Authors: Nan Wang, Hongning Wang, Maryam Karimzadehgan, Branislav Kveton, Craig Boutilier

IJCAI 2022 | Conference PDF | Archive PDF | Plain Text | LLM Run Details

Reproducibility Variable Result LLM Response
Research Type Experimental We demonstrate its effectiveness empirically on several multi-objective optimization problems.
Researcher Affiliation Collaboration Nan Wang1 , Hongning Wang1 , Maryam Karimzadehgan2 , Branislav Kveton3 , Craig Boutilier2 1University of Virginia 2Google Research 3Amazon
Pseudocode Yes Algorithm 1 IMO3
Open Source Code No The paper provides a link to an extended version on arXiv (https://arxiv.org/abs/2201.09798), but does not state that source code for the methodology is openly available or provide a direct link to a code repository.

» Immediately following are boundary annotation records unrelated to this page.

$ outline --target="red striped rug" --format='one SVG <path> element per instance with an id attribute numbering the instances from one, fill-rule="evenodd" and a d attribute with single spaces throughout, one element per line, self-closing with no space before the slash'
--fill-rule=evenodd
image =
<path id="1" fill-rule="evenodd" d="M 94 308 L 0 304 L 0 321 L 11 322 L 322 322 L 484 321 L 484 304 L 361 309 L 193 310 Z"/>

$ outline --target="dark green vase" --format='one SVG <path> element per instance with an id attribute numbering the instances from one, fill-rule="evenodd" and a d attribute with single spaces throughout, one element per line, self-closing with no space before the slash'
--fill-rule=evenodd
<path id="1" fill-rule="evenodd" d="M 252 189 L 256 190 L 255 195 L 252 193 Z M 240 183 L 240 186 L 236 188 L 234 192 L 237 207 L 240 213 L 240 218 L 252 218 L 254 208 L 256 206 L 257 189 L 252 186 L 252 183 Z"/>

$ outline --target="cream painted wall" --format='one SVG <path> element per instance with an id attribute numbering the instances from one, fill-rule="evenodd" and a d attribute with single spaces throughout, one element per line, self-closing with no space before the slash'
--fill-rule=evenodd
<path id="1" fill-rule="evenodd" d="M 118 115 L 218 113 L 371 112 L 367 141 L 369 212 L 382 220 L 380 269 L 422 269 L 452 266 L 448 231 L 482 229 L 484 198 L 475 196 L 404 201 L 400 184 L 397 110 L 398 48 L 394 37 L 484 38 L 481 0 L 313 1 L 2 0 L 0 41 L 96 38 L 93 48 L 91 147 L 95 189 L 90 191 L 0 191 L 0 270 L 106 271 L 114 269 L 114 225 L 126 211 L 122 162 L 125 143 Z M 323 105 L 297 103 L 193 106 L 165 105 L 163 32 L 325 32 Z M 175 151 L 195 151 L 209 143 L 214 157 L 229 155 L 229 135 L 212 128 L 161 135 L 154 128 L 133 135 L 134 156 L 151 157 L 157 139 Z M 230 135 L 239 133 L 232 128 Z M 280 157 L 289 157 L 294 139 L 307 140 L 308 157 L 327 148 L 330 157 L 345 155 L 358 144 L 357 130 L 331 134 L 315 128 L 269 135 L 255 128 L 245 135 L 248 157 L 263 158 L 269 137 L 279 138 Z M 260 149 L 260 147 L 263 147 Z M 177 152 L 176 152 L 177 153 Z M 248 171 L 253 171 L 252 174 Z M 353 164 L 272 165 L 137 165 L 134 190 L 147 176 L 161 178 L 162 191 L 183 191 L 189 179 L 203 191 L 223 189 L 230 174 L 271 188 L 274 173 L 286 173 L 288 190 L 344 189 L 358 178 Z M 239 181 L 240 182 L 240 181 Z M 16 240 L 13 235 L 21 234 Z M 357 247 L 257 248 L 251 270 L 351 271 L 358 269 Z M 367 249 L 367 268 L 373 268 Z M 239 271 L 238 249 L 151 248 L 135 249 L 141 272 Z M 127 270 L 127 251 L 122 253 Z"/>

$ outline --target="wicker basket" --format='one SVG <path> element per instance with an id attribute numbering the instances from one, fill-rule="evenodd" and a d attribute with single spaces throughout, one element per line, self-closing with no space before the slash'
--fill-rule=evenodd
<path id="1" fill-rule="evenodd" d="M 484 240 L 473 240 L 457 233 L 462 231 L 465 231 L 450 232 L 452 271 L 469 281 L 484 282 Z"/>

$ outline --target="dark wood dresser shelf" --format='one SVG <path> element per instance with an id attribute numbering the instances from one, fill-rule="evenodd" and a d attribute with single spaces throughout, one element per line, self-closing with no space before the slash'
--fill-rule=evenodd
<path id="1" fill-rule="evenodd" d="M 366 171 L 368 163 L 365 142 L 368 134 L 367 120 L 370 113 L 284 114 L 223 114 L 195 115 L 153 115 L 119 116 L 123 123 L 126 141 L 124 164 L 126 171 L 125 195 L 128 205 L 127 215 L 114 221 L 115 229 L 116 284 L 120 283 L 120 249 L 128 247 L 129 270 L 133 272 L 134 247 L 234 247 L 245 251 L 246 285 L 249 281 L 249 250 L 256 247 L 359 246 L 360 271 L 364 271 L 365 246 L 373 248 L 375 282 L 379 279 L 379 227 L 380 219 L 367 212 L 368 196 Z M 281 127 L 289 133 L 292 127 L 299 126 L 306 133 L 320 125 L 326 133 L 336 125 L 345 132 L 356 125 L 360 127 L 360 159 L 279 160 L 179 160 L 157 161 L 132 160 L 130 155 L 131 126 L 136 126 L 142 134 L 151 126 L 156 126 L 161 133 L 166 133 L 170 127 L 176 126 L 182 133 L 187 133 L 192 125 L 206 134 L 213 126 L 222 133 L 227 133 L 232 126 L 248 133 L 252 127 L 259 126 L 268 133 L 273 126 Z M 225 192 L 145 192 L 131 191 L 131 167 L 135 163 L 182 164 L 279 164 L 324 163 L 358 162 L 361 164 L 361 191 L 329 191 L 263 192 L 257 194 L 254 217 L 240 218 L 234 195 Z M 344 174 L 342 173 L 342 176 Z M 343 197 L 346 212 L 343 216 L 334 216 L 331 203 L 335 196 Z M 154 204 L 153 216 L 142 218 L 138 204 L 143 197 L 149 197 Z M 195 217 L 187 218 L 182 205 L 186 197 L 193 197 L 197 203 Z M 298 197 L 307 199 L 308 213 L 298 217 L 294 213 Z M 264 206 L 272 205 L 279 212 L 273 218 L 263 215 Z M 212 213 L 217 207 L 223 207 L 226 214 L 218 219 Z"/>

Open Datasets Yes ZDT1. The ZDT test suite [Zitzler et al., 2000] is the most widely employed benchmark for MOO. We use ZDT1, the first problem in the test suite [...] Yahoo! News Recommendation. This is a news article recommendation problem derived from the Yahoo! Today Module click log dataset (R6A).
Dataset Splits No The paper mentions generating logged data and using it for off-policy evaluation, but it does not provide specific details on train/validation/test splits, percentages, or sample counts for the datasets used in its experiments.
Hardware Specification No The paper does not provide any specific details about the hardware (e.g., CPU, GPU models, memory) used to conduct the experiments.
Software Dependencies No The paper does not list specific software dependencies with version numbers (e.g., programming languages, libraries, frameworks).
Experiment Setup No The paper describes the multi-objective problems and baselines, and mentions parameters like 'pre-selection budget L = 500' and 'fixed interaction budget T = 100', but it does not specify concrete hyperparameter values for the models, such as learning rates, batch sizes, or optimizer settings used in training or optimization.